The Charge to the Committee

Princeton University seeks to enhance the excellence of its Program in African American Studies and to establish the Program as a national leader in its field. To ensure the success of these efforts, the University asks the Committee to develop a plan for the future of the Program. The University requests that the Committee consider, among other issues, the following:

1. What topics and methodologies should constitute the intellectual core of African American studies at Princeton? Should African American studies be regarded as a distinct discipline or as an interdisciplinary enterprise? What should be the boundaries of that enterprise – for example, should it include African as well as African American studies?

2. Which existing departments and programs are the most critical partners for a vibrant program in African American studies? How best can the University foster constructive interaction between the program and other relevant academic initiatives?

3. Should the program have faculty FTEs associated with it? If so, to what extent should it be anticipated or required that these FTEs take the form of joint appointments?
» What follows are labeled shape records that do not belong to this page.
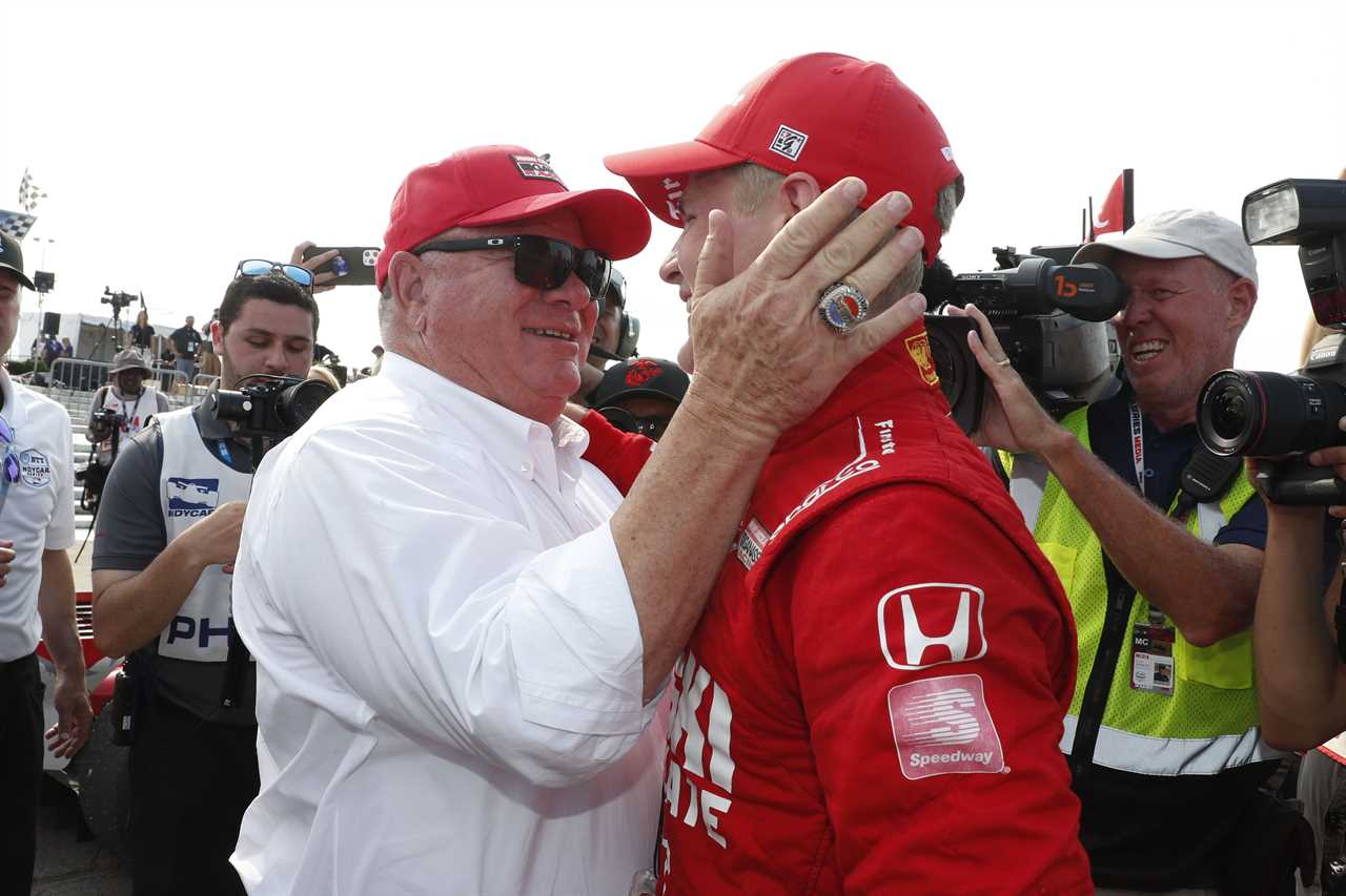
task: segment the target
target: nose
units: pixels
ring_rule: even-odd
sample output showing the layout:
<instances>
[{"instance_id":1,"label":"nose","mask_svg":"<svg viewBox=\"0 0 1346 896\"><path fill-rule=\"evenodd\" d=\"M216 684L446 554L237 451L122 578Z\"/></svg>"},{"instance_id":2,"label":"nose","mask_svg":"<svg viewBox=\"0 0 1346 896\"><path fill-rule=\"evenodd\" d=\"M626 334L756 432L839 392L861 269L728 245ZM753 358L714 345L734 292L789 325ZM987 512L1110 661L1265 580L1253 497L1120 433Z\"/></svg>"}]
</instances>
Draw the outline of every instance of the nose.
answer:
<instances>
[{"instance_id":1,"label":"nose","mask_svg":"<svg viewBox=\"0 0 1346 896\"><path fill-rule=\"evenodd\" d=\"M579 311L594 300L588 295L588 287L580 281L579 274L572 273L565 278L565 283L556 289L544 289L542 301L565 305L567 308Z\"/></svg>"},{"instance_id":2,"label":"nose","mask_svg":"<svg viewBox=\"0 0 1346 896\"><path fill-rule=\"evenodd\" d=\"M285 343L280 339L275 340L267 350L267 373L269 374L283 374L285 373Z\"/></svg>"},{"instance_id":3,"label":"nose","mask_svg":"<svg viewBox=\"0 0 1346 896\"><path fill-rule=\"evenodd\" d=\"M1132 328L1136 324L1148 320L1149 312L1149 299L1144 292L1133 289L1131 296L1127 299L1127 307L1123 309L1117 320L1123 327Z\"/></svg>"},{"instance_id":4,"label":"nose","mask_svg":"<svg viewBox=\"0 0 1346 896\"><path fill-rule=\"evenodd\" d=\"M664 257L664 262L660 265L660 280L666 284L678 287L682 284L682 269L677 264L677 248L682 242L682 237L677 238L669 254Z\"/></svg>"}]
</instances>

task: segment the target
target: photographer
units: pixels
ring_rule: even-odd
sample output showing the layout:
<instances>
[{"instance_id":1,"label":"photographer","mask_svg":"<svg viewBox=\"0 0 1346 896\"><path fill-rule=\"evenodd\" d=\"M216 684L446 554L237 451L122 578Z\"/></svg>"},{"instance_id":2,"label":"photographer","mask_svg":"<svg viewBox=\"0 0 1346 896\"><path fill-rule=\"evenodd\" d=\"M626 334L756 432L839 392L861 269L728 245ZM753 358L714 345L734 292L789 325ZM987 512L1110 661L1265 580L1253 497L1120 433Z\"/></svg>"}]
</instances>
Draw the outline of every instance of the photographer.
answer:
<instances>
[{"instance_id":1,"label":"photographer","mask_svg":"<svg viewBox=\"0 0 1346 896\"><path fill-rule=\"evenodd\" d=\"M136 315L136 323L131 327L131 344L145 361L153 359L155 328L149 326L149 312L144 308Z\"/></svg>"},{"instance_id":2,"label":"photographer","mask_svg":"<svg viewBox=\"0 0 1346 896\"><path fill-rule=\"evenodd\" d=\"M1277 753L1260 737L1246 631L1265 511L1237 475L1197 506L1179 488L1198 448L1197 397L1233 363L1257 300L1256 260L1238 225L1178 210L1074 261L1106 264L1131 287L1116 320L1127 381L1061 424L985 316L966 313L993 386L980 440L1016 452L1003 455L1011 492L1075 613L1079 670L1061 747L1094 884L1275 892L1289 868L1259 786Z\"/></svg>"},{"instance_id":3,"label":"photographer","mask_svg":"<svg viewBox=\"0 0 1346 896\"><path fill-rule=\"evenodd\" d=\"M1307 352L1306 352L1307 354ZM1346 429L1346 418L1342 418ZM1323 448L1310 455L1314 464L1346 476L1346 448ZM1249 476L1259 468L1249 460ZM1254 480L1256 482L1256 480ZM1253 646L1257 659L1257 698L1263 733L1283 749L1307 751L1299 771L1298 796L1314 829L1323 880L1302 892L1343 892L1329 883L1327 861L1341 861L1346 825L1329 823L1327 814L1342 802L1346 763L1346 663L1342 662L1335 624L1342 600L1342 570L1322 550L1324 522L1346 517L1346 506L1292 507L1267 500L1267 561L1257 591ZM1323 587L1323 581L1330 584ZM1323 747L1315 749L1323 744ZM1339 807L1338 807L1339 814Z\"/></svg>"},{"instance_id":4,"label":"photographer","mask_svg":"<svg viewBox=\"0 0 1346 896\"><path fill-rule=\"evenodd\" d=\"M153 414L168 412L168 398L145 382L149 375L149 367L135 348L122 348L112 359L109 382L94 393L85 428L85 439L97 447L94 460L100 467L112 465L114 431L120 433L118 440L129 439L144 429Z\"/></svg>"},{"instance_id":5,"label":"photographer","mask_svg":"<svg viewBox=\"0 0 1346 896\"><path fill-rule=\"evenodd\" d=\"M256 374L303 377L318 307L302 283L308 278L289 277L307 272L241 270L211 327L218 387ZM131 654L139 698L131 745L137 896L241 893L227 860L258 787L250 663L238 700L222 706L229 573L252 487L250 445L209 413L214 394L157 416L122 445L98 514L98 647Z\"/></svg>"}]
</instances>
4. Should the University offer an undergraduate major in African American studies? If so, what would be the core curriculum of such a major? What are the advantages and disadvantages of offering such a major rather than (or in addition to) a certificate program?

5. Should the University offer a doctoral degree in African American studies? If so, what would be the core requirements of such a doctorate? What are the advantages and disadvantages of offering such a doctorate rather than (or in addition to) a certificate program?

6. What challenges does the University face in establishing long-term excellence in the field of African American studies? What are the most critical mechanisms that might be used to ensure the achievement of excellence?

7. Should the University consider creating a Department of African American Studies or in some other way changing the structure of the Program? What are the criteria that the University should use to make such a decision?

8. What are the critical resources that are needed to support a successful research and teaching program in African American studies?